Nitrates : la France bientôt à l’amende.
Un dossier ancien et mal géré.
La France vient d’être condamnée par la Cour européenne de justice qui a jugé qu’elle n’avait pas adopté toutes les mesures nécessaires concernant la protection des eaux contre la pollution par les nitrates à partir de sources agricoles. Jugement qui fait suite aux constatations faites et aux remarques formulées dans un premier temps par la Commission ad hoc.

Ségolène Royal, ministre de l'Ecologie, et Stéphane Le Foll, ministre de
l'Agriculture, ont pris acte de la condamnation, s’efforçant néanmoins de
minimiser expliquant que « la plupart des sujets soulevés dans le
jugement de la Cour ont déjà été corrigés dans le nouveau dispositif », et que des discussions sont
engagées avec la Commission « sur
certains points sensibles ».
Il s'agit de la deuxième condamnation pour mauvaise application de la
directive nitrates, la première datant de juin 2012. Si la France ne répond pas
assez rapidement aux attentes de la Commission, de nouvelles condamnations seront
prononcées qui se chiffreront alors en dizaines de millions €.
Les principaux griefs de la Commission concernent les périodes minimales
pendant lesquelles l'épandage des divers types de fertilisants est
interdit ; l'absence de règles contraignantes, comportant des critères
clairs, précis et objectifs concernant le calcul des capacités de stockage
d'effluents d'élevage ; l’autorisation de stockage au champ du fumier
compact pailleux, pour une durée de 10 mois.
Sont aussi dénoncés l'absence de règles permettant aux agriculteurs et
aux autorités de contrôle de calculer de manière exacte la quantité d'azote
pouvant être épandue afin de garantir une fertilisation équilibrée. De même les
valeurs de rejet d'azote prévues par la circulaire du 15 mai 2003 pour les vaches laitières, les autres
bovins, les porcins, la volaille, les ovins, les caprins, les équins et les
lapins avaient été calculées sur le fondement de quantités d'azote excrété par
les animaux inexactes... Autre point conflictuel : la France ne dispose
pas de règles satisfaisantes, comportant des critères clairs, précis et
objectifs, relatif aux conditions d'épandage de fertilisants sur les sols en
forte pente.
Enfin, la Commission reproche l'absence de règles interdisant l'épandage
de tout type de fertilisants sur les sols gelés ou couverts de neige alors
qu'un tel épandage comporte des risques importants de ruissellement et de
lessivage.
Pour l'association Eau et rivières de Bretagne « Cette nouvelle
condamnation n'est évidemment pas une surprise, tant les gouvernements
successifs ont tellement tergiversé et fui leurs responsabilités, pour ne pas
déplaire à la FNSEA ». Et de
mettre en avant les signes de ce laisser-aller notamment par l'abandon
des captages pollués et les marées de plus en plus...vertes.
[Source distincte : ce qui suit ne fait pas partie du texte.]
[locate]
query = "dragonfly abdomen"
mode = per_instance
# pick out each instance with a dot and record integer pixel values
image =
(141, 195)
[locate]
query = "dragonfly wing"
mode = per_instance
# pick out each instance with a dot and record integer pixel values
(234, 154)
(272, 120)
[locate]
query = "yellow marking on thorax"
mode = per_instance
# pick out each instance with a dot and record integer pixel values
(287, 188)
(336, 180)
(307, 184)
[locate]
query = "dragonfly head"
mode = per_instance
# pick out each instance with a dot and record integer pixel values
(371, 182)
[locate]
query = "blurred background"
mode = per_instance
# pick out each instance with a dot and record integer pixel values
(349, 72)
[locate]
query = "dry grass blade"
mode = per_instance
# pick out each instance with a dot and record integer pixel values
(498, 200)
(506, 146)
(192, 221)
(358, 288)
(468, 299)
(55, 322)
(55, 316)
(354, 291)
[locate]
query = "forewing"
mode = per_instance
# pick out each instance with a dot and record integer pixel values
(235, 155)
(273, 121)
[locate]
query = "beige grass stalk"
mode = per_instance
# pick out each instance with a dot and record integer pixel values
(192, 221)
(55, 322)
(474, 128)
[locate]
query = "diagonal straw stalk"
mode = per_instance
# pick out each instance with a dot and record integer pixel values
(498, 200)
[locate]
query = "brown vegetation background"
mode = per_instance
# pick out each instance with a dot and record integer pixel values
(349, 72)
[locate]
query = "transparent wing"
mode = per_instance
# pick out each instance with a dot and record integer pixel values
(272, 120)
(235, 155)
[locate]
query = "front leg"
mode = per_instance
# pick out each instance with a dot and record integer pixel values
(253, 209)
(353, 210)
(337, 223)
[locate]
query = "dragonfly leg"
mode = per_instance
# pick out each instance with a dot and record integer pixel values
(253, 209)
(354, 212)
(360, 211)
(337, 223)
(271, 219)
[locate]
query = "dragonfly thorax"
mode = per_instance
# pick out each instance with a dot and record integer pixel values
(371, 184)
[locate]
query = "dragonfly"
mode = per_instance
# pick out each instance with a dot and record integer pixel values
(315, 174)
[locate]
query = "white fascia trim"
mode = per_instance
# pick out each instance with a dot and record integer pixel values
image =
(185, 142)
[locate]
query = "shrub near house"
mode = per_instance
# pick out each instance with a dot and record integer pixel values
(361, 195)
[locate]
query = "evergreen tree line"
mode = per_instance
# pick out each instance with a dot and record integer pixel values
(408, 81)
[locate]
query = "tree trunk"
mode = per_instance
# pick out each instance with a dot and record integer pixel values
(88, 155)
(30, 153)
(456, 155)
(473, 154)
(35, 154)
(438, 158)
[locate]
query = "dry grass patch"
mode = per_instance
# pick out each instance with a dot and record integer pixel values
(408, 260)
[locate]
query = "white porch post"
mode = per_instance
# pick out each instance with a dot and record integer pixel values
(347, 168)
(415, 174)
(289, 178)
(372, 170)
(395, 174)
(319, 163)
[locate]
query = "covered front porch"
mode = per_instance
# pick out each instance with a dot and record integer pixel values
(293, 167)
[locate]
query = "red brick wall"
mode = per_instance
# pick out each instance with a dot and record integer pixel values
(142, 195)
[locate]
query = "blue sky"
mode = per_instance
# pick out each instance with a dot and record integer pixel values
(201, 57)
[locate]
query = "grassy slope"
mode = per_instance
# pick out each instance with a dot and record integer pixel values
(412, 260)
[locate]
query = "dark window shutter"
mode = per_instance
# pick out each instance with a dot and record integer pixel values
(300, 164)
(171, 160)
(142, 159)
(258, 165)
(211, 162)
Les responsables
de l’association sont d’autant plus furieux et frustrés que tout ceci a un coût
(dépollution, amendes...) alors qu’il est selon eux possible de mettre en place
une politique agricole respectueuse de l'environnement et d’ajouter que « des
milliers d'exploitations en font déjà la démonstration ! ».
Ils invitent aussi le gouvernement à taxer les engrais chimiques azotés,
utiliser les aides de la politique agricole commune pour encourager les
pratiques agricoles à basses fuites d'azote, renforcer et mieux contrôler et
sanctionner la réglementation préventive des pollutions dans les zones
vulnérables.
À l’autre bout, la FNSEA, les Jeunes agriculteurs, l'Assemblée permanente des chambres d'agriculture et Coop de France, se plaignent « de la multiplication des contrôles, de décisions inadaptées, de jugements biaisés, empilement de mesures incompréhensibles et inapplicables, voilà désormais le quotidien des agriculteurs ». Ils souhaitent la mise à plat du dossier. Ce dernier message semble avoir été entendu par le Premier ministre qui, lors d’un récent déplacement en Gironde, a annoncé que son gouvernement souhaite lancer de nouvelles études scientifiques sur le sujet, afin d'appuyer une demande de révision auprès de Bruxelles.
Mais cela ne semble pas pour autant rassurer les
porte-paroles d'Europe Ecologie les Verts, Julien Bayou et Sandrine Rousseau.
Découragés, malgré les cinq programmes successifs mis en œuvre depuis 1991 et
l’augmentation de la pollution des eaux souterraines conduisant à la fermeture
de captages de points d’eau devenue non-potable, ils craignent que le « gouvernement
cède à la tentation de relâcher les normes ».